In 1959, the education minister, Leite Pinto, promoted the first conversations between Portugal and OECD, that led to Portugal being included in an OECD project (DEEB, Development and Economy in Educational Building) to help mediterranean countries in 1963.

In 1962, the Overseas Ministry, then headed by Adriano Moreira, founded universities in the overseas provinces of Angola (University of Luanda) and Mozambique (University of Lourenço Marques). In addition, the long established Lisbon and Coimbra universities had been highly expanded and modernised by this decade. New buildings and campuses were constructed.

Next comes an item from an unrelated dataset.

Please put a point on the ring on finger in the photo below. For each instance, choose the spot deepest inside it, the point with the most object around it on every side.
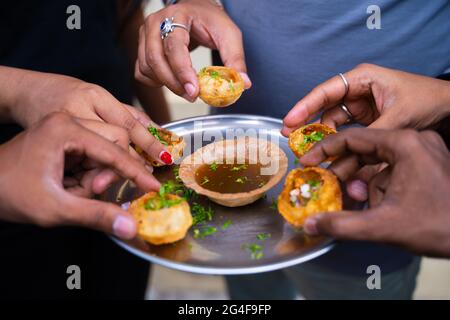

Great works of expansion and modernisation of the University of Lisbon in the 1950s and 1960s and of the University of Coimbra from 1943 onwards, developed entire new areas in those two cities known as Cidade Universitária (Lisbon) and Alta Universitária (Coimbra).

In 1964, compulsory education was raised from four to six years.

In 1965, an instructional television program was created (Telescola), filmed in Rádio e Televisão de Portugal's studios in Porto to support isolated rural areas and overcrowded suburban schools.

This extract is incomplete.